Fifth, it should be noted that using the SSQ, a scale originally designed for flight simulators, within VR has received criticism [87]. For instance, its psychometric properties within VR have been questioned [88-90], as has its 0-baseline symptom assumption [91] and limited differentiation from affective somatic symptoms [38]. As no baseline assessment was conducted in this study (consistent with the original validation of the SSQ [61]), symptom severity cannot be unequivocally attributed to VR exposure alone.
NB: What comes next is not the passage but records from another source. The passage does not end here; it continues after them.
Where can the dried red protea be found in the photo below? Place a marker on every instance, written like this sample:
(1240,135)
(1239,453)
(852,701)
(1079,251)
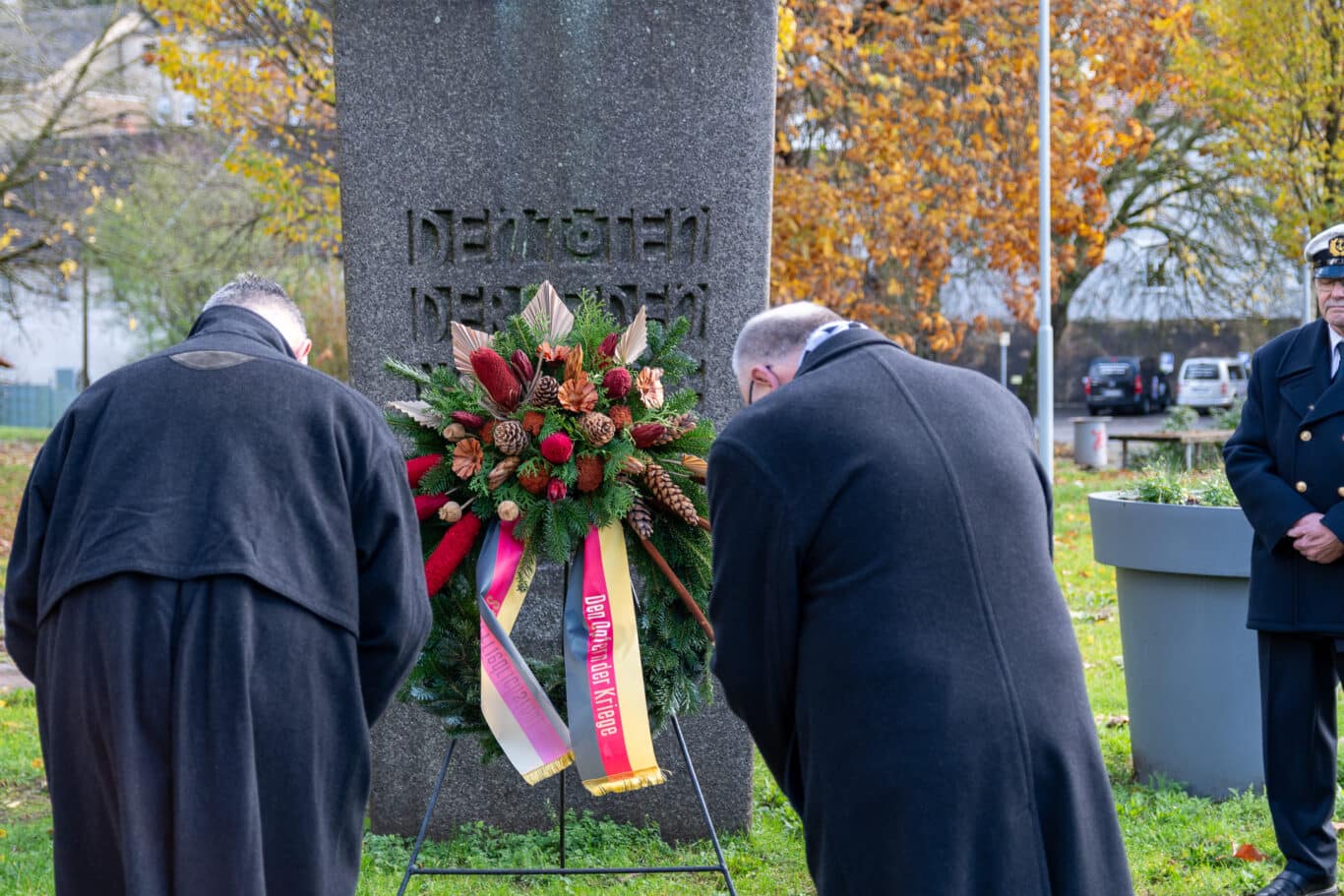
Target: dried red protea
(555,491)
(496,378)
(617,383)
(648,434)
(557,448)
(590,473)
(469,421)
As discussed in greater detail elsewhere [38], baseline-adjusted designs with VR-specific instruments that better differentiate cybersickness from somatic symptoms of affective disorders may improve construct validity in future research and are necessary to clarify the relationship between cybersickness, curiosity, and DS (eg, [89]).

Finally, while the current VR environment lent itself well to a cross-sectional examination of spontaneous exploratory behaviors, future studies should look to develop VR environments that enable longitudinal assessments of curiosity, as this would allow researchers to track dynamic changes in exploratory behavior over time, which could provide deeper insights into the stability and evolution of curiosity and its influence on mental health outcomes. In addition to longitudinal extensions, VR environments offer opportunities to broaden the dimensional scope of curiosity assessment. Beyond object-interaction indices, immersive platforms allow for the integration of fine-grained spatial trajectory metrics (eg, center-periphery preferences, movement dynamics, and revisit patterns), analogous to human adaptations of open-field paradigms. Such spatial measures have been shown to be associated with psychiatric symptom profiles in both physical and virtual paradigms [28,29] and may complement interaction-based metrics in future multidimensional models of exploratory behavior in VR.

This study provides preliminary insights into the potential of VR to offer an ecologically valid estimation of spontaneous exploration behaviors, as they occur in real time. These findings should be built upon, as they can be a promising avenue for furthering insights into the etiology of depressive symptomatology. In particular, future longitudinal studies with more sophisticated, ideally multimodal curiosity-based metrics are needed to better entangle the intricate relationship between curiosity-driven motivations and the development of DS.